To tackle this problem, we need to break it down into several parts: calculating the specific gas constant (R), the specific heat capacities at constant pressure (Cp) and constant volume (Cv), and finally determining the mass of the gas in the tank. Let's go through each step methodically.
1. Calculating the Specific Gas Constant (R)
The specific gas constant (R) can be calculated using the formula:
R = R₀ / M
Where:
- R₀ is the universal gas constant, approximately 8.314 J/(mol·K).
- M is the molar mass of the gas in kg/mol.
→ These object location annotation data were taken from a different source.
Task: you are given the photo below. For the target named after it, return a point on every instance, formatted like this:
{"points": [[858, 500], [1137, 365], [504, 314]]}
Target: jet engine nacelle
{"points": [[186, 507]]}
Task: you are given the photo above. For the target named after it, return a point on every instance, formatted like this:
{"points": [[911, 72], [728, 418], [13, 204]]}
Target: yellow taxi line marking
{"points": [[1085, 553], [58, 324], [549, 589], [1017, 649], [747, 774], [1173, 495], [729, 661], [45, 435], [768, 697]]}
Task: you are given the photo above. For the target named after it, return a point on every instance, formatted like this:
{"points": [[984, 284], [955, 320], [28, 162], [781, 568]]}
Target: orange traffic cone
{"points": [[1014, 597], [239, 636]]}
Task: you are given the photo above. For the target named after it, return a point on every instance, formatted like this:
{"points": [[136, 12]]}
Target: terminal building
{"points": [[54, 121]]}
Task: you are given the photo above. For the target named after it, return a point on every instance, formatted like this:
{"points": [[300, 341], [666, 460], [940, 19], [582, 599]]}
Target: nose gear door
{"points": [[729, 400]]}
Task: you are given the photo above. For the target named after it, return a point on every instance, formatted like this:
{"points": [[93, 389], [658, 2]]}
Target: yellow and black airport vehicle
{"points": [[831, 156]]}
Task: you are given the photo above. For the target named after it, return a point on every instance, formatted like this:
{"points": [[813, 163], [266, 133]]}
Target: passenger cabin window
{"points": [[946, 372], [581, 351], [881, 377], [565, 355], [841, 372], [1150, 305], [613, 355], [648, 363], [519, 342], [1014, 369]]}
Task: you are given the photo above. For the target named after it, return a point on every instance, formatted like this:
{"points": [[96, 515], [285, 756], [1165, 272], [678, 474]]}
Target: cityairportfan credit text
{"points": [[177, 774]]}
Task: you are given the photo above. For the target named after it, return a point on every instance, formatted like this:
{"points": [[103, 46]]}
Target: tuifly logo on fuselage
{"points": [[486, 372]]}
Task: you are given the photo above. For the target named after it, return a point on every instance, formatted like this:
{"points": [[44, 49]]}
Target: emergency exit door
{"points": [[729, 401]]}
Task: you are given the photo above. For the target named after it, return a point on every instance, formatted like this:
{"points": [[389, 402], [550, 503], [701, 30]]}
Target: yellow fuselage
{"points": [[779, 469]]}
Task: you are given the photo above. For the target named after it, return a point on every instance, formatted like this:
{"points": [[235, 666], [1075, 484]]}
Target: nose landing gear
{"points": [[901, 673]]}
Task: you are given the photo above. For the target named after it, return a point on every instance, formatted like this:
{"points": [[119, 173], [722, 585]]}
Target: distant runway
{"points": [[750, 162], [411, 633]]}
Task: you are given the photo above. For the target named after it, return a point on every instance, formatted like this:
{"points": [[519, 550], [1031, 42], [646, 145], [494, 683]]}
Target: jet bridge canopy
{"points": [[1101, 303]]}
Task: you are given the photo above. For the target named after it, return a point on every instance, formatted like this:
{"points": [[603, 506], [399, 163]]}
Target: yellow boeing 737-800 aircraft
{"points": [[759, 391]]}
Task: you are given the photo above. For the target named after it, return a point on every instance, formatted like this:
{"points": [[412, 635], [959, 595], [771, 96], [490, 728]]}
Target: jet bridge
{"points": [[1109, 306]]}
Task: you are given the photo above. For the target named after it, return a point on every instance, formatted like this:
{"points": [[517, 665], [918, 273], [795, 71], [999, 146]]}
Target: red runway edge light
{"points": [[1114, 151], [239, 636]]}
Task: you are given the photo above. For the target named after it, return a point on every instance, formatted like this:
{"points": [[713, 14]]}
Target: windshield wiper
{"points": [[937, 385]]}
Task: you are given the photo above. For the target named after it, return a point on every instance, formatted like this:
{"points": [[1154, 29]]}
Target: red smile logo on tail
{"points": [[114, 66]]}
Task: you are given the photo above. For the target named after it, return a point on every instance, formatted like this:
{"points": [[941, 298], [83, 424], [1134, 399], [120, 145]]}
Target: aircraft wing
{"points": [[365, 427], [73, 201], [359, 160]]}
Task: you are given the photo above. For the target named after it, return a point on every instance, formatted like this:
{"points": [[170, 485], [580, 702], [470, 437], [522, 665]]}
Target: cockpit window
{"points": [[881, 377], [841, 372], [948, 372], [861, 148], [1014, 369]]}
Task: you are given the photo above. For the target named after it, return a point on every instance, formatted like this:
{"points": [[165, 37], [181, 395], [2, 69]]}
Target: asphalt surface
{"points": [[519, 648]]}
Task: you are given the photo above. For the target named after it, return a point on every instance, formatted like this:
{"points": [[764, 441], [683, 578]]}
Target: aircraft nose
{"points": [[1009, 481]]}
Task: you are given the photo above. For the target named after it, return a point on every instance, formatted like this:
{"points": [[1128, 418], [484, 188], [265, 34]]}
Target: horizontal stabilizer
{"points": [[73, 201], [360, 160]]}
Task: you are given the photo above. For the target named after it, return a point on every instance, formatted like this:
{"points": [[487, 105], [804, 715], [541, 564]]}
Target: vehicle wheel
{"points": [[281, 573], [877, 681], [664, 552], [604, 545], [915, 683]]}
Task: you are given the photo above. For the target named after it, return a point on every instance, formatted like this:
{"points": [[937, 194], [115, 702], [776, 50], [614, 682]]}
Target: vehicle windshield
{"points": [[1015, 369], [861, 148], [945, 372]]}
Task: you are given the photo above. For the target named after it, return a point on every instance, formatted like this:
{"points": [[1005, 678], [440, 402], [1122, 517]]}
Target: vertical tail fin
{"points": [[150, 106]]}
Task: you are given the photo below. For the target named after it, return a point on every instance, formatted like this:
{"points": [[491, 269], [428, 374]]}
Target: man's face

Given that the molar mass (M) of the gas is 18 kg/mol, we can substitute this value into the equation:
R = 8.314 J/(mol·K) / 18 kg/mol
Calculating this gives:
R ≈ 0.461 J/(kg·K)
2. Determining Cp and Cv
For a perfect gas, the relationship between Cp, Cv, and R is given by:
Cp - Cv = R
Additionally, the ratio of specific heats (γ) is defined as:
γ = Cp / Cv
Given that γ = 1.45, we can express Cp and Cv in terms of Cv:
Cp = γ * Cv
Substituting this into the first equation gives:
γ * Cv - Cv = R
This simplifies to:
(γ - 1) * Cv = R
Now, substituting the known values:
(1.45 - 1) * Cv = 0.461
Solving for Cv:
0.45 * Cv = 0.461
Cv ≈ 1.025 J/(kg·K)
Now, we can find Cp:
Cp = γ * Cv = 1.45 * 1.025 ≈ 1.484 J/(kg·K)
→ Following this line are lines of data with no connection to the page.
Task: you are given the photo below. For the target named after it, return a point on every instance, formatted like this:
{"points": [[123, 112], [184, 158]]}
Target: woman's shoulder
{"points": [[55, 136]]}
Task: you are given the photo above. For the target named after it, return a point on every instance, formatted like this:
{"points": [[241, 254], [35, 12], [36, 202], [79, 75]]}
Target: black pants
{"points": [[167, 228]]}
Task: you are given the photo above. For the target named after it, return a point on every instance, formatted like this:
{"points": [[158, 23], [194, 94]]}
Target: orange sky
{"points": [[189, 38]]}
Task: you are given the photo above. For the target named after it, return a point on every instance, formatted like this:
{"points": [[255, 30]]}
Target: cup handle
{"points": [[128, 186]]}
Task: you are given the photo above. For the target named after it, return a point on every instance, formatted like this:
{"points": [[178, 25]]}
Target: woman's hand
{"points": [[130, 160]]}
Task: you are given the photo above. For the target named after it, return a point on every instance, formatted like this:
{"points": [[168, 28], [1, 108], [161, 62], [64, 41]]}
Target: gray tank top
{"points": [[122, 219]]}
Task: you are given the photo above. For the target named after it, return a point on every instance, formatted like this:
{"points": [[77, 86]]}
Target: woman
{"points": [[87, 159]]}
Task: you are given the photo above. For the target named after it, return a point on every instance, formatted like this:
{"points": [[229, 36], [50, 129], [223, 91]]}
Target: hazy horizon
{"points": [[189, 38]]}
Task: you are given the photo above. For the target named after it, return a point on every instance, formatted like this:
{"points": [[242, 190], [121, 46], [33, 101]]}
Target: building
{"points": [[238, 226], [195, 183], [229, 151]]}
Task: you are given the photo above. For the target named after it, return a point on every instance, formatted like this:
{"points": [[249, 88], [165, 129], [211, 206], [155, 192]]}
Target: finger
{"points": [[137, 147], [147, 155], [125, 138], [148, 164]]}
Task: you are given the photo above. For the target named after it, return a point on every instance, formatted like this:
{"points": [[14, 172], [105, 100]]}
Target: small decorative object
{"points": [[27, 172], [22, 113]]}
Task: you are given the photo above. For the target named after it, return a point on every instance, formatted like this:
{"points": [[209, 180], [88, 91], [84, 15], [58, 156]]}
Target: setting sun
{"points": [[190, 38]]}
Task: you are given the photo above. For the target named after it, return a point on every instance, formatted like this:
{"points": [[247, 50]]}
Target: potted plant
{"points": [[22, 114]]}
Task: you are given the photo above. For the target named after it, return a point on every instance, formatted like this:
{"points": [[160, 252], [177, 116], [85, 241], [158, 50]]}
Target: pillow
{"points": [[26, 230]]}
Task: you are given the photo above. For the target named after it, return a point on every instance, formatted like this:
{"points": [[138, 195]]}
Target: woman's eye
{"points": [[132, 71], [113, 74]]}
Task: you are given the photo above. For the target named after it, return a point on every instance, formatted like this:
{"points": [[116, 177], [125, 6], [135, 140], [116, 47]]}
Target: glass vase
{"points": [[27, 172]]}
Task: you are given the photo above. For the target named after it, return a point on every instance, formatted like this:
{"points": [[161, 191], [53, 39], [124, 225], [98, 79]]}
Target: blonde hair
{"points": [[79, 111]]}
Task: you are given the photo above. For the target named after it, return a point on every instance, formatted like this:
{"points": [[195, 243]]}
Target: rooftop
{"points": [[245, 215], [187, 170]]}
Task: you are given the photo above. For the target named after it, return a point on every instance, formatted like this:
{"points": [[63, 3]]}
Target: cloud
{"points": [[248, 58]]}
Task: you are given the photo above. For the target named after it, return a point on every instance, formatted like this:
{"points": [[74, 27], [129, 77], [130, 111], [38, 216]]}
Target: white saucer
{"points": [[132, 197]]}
3. Calculating the Mass of Gas in the Tank
The mass of the gas can be determined using the ideal gas law:
P * V = m * R * T
Where:
- P is the pressure in pascals (9 bar = 900,000 Pa),
- V is the volume (0.2 m³),
- m is the mass of the gas,
- R is the specific gas constant we calculated earlier,
- T is the temperature in Kelvin (320 K).
Rearranging the ideal gas law to solve for mass (m) gives:
m = (P * V) / (R * T)
Substituting the known values:
m = (900,000 Pa * 0.2 m³) / (0.461 J/(kg·K) * 320 K)
Calculating this yields:
m ≈ 5.57 kg
Summary of Results
To summarize our findings:
- Specific gas constant (R): 0.461 J/(kg·K)
- Specific heat at constant pressure (Cp): 1.484 J/(kg·K)
- Specific heat at constant volume (Cv): 1.025 J/(kg·K)
- Mass of gas in the tank: 5.57 kg
This comprehensive approach allows us to understand the properties of the gas in the tank and how they relate to each other through the ideal gas law and thermodynamic principles.